For years I’ve been preaching about being an expert, not a jack of all trades. There are several reasons for this to run down quickly.
- Experts are called when no one else can fix or build something, so they command higher pay.
- Experts stay booked if they also do quality work and know how to keep clients happy, so long as their niche can support a full schedule. Even as relatively rare as nuclear power plants are, the best nuclear machinist engineers are called all over the world for their trade.
- Jacks of all trades can do lots of work, but as soon as something gets complex, they either tap out or disappoint their clients. I get those projects more than should ever happen to good people.
One of the key ways to jump to the next level is to keep learning. Hone your skills in an area until you are confident and efficient. What I’ve done for years is learning at the school of hard knocks by solving client problems. Hunting for snippets or StackExchange solutions has sufficed for me so far, but recently, I’ve needed to fill in the gaps that method created.
a quick story
I started school in Ohio in one of the state’s highest-ranking K-12 schools. My Algebra teacher was a college professor at the community college at night and her husband was a tenured professor of math at BGSU half an hour away. He actually taught our class how to do quadratic equations without showing any work one day when he substituted for her. I was doing really well in Algebra.

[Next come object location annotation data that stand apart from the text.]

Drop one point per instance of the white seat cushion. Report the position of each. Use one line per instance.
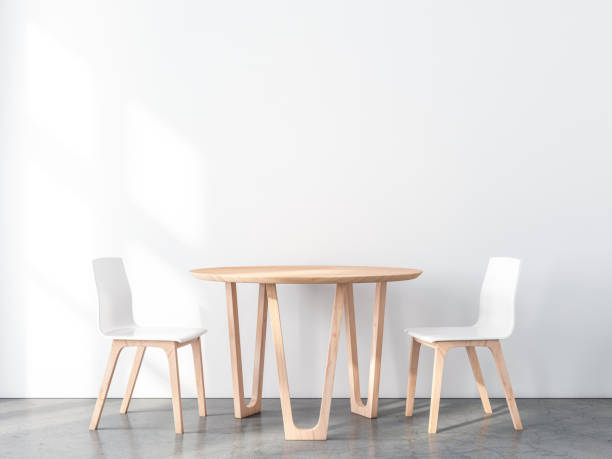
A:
(471, 333)
(178, 334)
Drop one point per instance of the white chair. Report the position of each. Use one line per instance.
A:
(495, 322)
(116, 321)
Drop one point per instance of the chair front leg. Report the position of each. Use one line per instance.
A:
(175, 383)
(436, 387)
(116, 348)
(415, 347)
(129, 390)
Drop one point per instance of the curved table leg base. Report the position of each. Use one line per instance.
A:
(242, 409)
(319, 431)
(369, 409)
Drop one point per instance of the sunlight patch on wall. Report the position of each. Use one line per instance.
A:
(163, 174)
(59, 92)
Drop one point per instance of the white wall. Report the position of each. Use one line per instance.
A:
(419, 134)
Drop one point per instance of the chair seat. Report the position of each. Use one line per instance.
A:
(470, 333)
(178, 334)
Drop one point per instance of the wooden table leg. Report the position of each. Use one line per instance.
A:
(241, 409)
(370, 409)
(319, 431)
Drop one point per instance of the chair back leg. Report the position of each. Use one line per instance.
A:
(175, 384)
(132, 381)
(196, 348)
(415, 347)
(482, 390)
(498, 356)
(436, 388)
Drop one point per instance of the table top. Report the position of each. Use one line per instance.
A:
(305, 274)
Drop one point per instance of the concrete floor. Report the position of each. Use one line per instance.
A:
(569, 428)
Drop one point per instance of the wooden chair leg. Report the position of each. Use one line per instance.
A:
(415, 347)
(196, 347)
(482, 390)
(436, 387)
(132, 381)
(498, 356)
(176, 386)
(106, 380)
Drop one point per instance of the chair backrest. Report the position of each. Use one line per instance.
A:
(114, 295)
(497, 297)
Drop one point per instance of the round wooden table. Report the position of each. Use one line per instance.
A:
(344, 277)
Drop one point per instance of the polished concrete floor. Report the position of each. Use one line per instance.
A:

We moved to Florida after the first semester of my 10th grade. I’d started Algebra in the regular track because schools in rural Ohio were college-prep, so there was no such thing as an honors program, AP, or anything over a 4.0 GPA. I was reading books and falling asleep in Algebra in Florida, so my parents got me into several honors classes. The problem? I’d missed 6 weeks of their curriculum, which was actually trigonometry.
I struggled for the rest of my math life. I failed College Algebra I. I re-took it the next semester and attended every class in the front 5 rows, did EVERY homework problem in the book, all of the extra credit, and finished with a 109%. I applied the same dedication to Calculus I the next semester and had to drop out before the first exam. That said, I did get a very high A in both Stats I & II, so my take-away is that I am missing fundamental math blocks.
the same applies to work
Since I’ve learned how to code on my own, I’m also missing large blocks in programming. I’m comfortable calling myself a developer but that’s because I’m a coder but I’m clearly not a programmer. Some days I spend an hour or two… or two days… trying to solve a problem in my code or someone’s code I inherited. Arrays, if/else/elseif/for/foreach, and loops give me fits because I know what works, but I didn’t know why.
Queue Treehouse. I got a year subscription on a really good deal from AppSumo a few years ago. In June of 2014, Zac Gordon put out a request for any Genesis developers who were interested in guest teaching and we had met and hit it off at WordCamp Orlando a year or two prior, so he had an easy candidate.
As a result of teaching, I learned a lot, because there’s no better learning tool than needing to teach something. I also started taking a lot of courses. In the last year, I’ve taken Sass, PHP, Git, Grunt, Console Basics, and also taught Modern WordPress Workflow and an intermediate Genesis Theme Development course.
learning pays off
One of the most exciting courses I’ve seen in a while is Hello Tonya’s Apprentice course at WordPress Developer’s Club. https://wpdevelopersclub.com/ I just heard about it on Sunday and have already dived in. I joined the Slack team and have already helped and been helped. It boasts some pretty big names in WordPress development and everyone is pretty big on getting developers a certification underway and ensuring a common knowledge base level. Object-Oriented Programming? I don’t know it yet, but I sure want to.
If you do, then you have to join her 10-person limit course with plenty of one-on-one time and real-world projects. The Apprentice program is on my list as soon as we replace some equipment and I ensure I have a beginner’s knowlege of some more languages and concepts.
So what are you waiting for? What are you learning? How has your programming or coding career evolved over your career? Let’s chat.